Miguel Ángel Bastenier escribe El País sobre el último libro de Juan Carlos Monedero: "Todo comenzó con la autodestrucción de la Unión Soviética que ‘puso fin al miedo de los poderosos’, y ha tenido como colofón la marea neoliberal que nos aflige"; "Monedero sostiene que en los últimos 20 o más años se ha producido una deriva que ha vaciado el Estado de contenido social para crear en su lugar democracias de baja intensidad".
¿"Todo comenzó"? ¿Qué es lo que comenzó exactamente? Desde luego, ninguna "marea neoliberal", entendiendo por eso la reducción del Estado, que cada vez es mayor, junto a los impuestos, el gasto, la deuda pública, los controles, las multas, etc.
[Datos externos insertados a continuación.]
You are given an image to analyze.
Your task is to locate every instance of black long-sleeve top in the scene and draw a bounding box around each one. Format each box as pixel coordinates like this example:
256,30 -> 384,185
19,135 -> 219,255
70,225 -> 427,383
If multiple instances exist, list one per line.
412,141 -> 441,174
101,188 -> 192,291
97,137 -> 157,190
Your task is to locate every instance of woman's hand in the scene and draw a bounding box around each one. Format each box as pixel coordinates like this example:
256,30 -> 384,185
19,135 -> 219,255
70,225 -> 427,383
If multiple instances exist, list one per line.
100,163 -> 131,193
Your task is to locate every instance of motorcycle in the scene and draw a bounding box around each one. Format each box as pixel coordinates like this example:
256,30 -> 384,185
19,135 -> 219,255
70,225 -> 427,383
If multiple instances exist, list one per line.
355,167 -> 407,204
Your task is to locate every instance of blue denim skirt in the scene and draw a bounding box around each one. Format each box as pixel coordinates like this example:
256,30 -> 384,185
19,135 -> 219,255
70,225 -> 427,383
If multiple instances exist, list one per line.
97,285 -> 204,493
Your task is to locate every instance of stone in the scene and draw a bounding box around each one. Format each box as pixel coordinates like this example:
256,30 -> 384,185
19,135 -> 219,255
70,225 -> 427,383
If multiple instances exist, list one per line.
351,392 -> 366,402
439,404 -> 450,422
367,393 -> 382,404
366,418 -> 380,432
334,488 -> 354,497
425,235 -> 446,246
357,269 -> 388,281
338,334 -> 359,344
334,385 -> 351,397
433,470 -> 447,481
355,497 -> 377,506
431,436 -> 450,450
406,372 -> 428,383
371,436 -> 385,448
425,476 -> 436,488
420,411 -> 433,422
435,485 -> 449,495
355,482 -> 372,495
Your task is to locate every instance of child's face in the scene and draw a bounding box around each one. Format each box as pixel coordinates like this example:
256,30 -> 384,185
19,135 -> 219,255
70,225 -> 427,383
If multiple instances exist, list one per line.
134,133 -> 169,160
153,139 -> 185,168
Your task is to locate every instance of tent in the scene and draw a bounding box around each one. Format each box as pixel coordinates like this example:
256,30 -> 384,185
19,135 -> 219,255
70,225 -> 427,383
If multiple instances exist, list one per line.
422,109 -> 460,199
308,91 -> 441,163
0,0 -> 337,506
Si hay algo que "nos aflige”, desde luego no tiene nada que ver con el liberalismo. No hay ningún vaciamiento de los Estados, cada día más rozagantes. Y el grueso del gasto público es, como siempre, el llamado "gasto redistributivo" o “social”, aquí y en todo el planeta. Nada de lo que sostiene el pensamiento único a este respecto guarda la más mínima relación con la realidad.
La idea de que estamos en democracias deficientes, en cambio, es acertada, pero precisamente por lo contrario de lo que sostiene la corrección política, es decir, porque la expansión de los Estados hace que los ciudadanos puedan elegir cada vez menos, dada la invasión política y legislativa sobre los campos de decisión de los individuos.
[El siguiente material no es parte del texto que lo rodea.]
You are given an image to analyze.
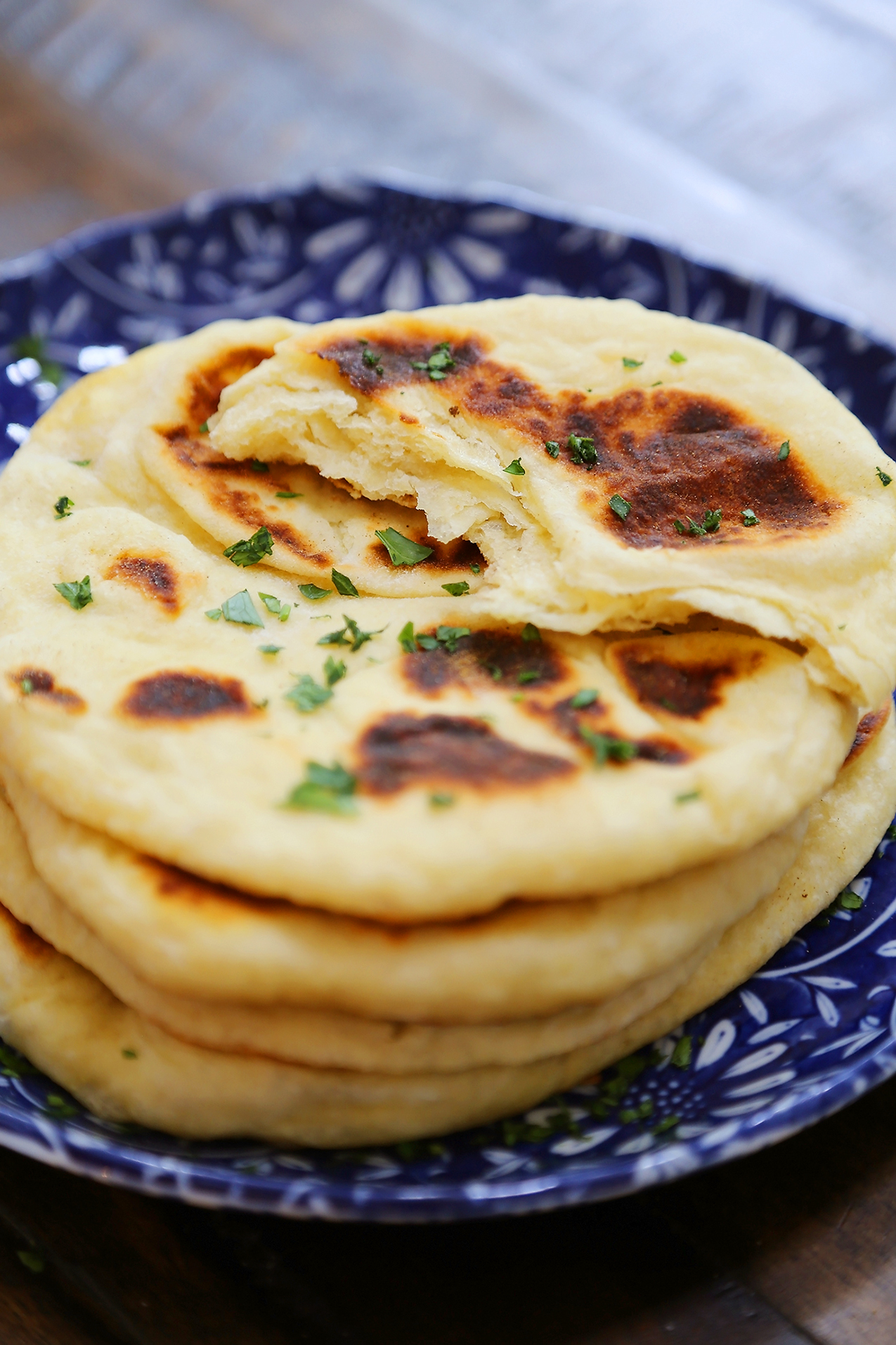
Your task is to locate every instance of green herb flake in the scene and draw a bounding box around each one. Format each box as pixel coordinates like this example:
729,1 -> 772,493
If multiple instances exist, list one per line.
330,570 -> 358,597
283,761 -> 356,816
299,584 -> 332,603
259,593 -> 292,622
221,589 -> 265,626
374,527 -> 433,565
668,1037 -> 692,1069
324,654 -> 349,686
222,527 -> 273,567
53,574 -> 93,612
398,622 -> 417,654
566,435 -> 597,471
410,340 -> 455,383
578,723 -> 637,768
569,688 -> 600,710
318,612 -> 386,654
284,673 -> 332,714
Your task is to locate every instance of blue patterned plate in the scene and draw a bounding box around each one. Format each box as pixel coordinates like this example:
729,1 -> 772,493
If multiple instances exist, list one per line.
0,183 -> 896,1220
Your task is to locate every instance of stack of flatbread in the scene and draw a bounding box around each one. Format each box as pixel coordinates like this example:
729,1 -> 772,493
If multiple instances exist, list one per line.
0,297 -> 896,1146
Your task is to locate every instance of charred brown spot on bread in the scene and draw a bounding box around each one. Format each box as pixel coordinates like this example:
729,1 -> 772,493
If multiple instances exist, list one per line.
843,702 -> 889,765
401,629 -> 568,695
105,553 -> 181,616
156,425 -> 334,569
7,667 -> 87,714
525,695 -> 692,765
119,671 -> 253,723
186,346 -> 273,430
358,714 -> 576,794
313,321 -> 490,395
368,529 -> 488,573
608,641 -> 737,719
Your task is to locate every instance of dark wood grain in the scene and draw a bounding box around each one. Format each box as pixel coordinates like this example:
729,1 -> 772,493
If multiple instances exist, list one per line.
0,1065 -> 896,1345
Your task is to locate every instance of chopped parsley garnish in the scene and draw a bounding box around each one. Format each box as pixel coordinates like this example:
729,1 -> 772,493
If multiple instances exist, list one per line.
318,612 -> 386,654
53,574 -> 93,612
673,508 -> 721,536
259,593 -> 292,622
361,340 -> 384,378
578,723 -> 637,766
284,673 -> 332,714
569,688 -> 600,710
668,1037 -> 692,1069
218,589 -> 265,626
374,527 -> 432,567
410,340 -> 455,383
284,761 -> 356,815
223,527 -> 273,566
299,584 -> 332,603
417,623 -> 469,654
566,435 -> 597,471
330,570 -> 358,597
324,654 -> 349,686
398,622 -> 417,654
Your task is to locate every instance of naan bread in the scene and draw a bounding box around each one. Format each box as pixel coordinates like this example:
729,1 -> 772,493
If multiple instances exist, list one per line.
209,295 -> 896,704
0,768 -> 806,1025
0,719 -> 896,1147
0,446 -> 856,922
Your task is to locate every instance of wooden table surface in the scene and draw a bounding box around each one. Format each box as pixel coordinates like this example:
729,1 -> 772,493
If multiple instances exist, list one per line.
0,20 -> 896,1345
Pero la manipulación de la idea de la democracia es característica del socialismo, que siempre se ha apropiado del concepto: no hay más que recordar cómo se llamaba la Alemania comunista, donde la capacidad de decisión de los trabajadores era mucho menor que la que tenían al otro lado del Muro.
¡El Muro! Ahí tenemos lo que en realidad desconcierta a tantos progresistas, aunque, claro, no pueden confesarlo abiertamente. Entonces recurren a circunloquios y metáforas que no pueden ser más llamativos. Por ejemplo, eso de que el comunismo suscitaba el "miedo de los poderosos". Vamos, que si era así, si le temían los poderosos y por eso dejaron de explotar a los trabajadores, entonces no podía ser tan malo ¿verdad?
Pues no, no es verdad, porque el comunismo no asusta exclusivamente a los poderosos sino particularmente a los débiles, y porque ninguna explotación capitalista tiene parangón con la desgraciada suerte de las clases trabajadoras allí donde no hay capitalismo.
Es verdad que los comunistas, igual que los revolucionarios franceses, a los que tanto admiraron Lenin y Stalin, asesinaron a reyes y príncipes, pero el número de sus víctimas aristocráticas y poderosas es insignificante en comparación con los modestos trabajadores: fueron ellos los que representaron el mayor porcentaje de los que se arrodillaron bajo la guillotina. Y de los cien millones de víctimas de los comunistas, la abrumadora mayoría no fueron poderosos sino pobres campesinos y obreros, los humildes, que son los que, con toda razón, más miedo han tenido siempre al comunismo.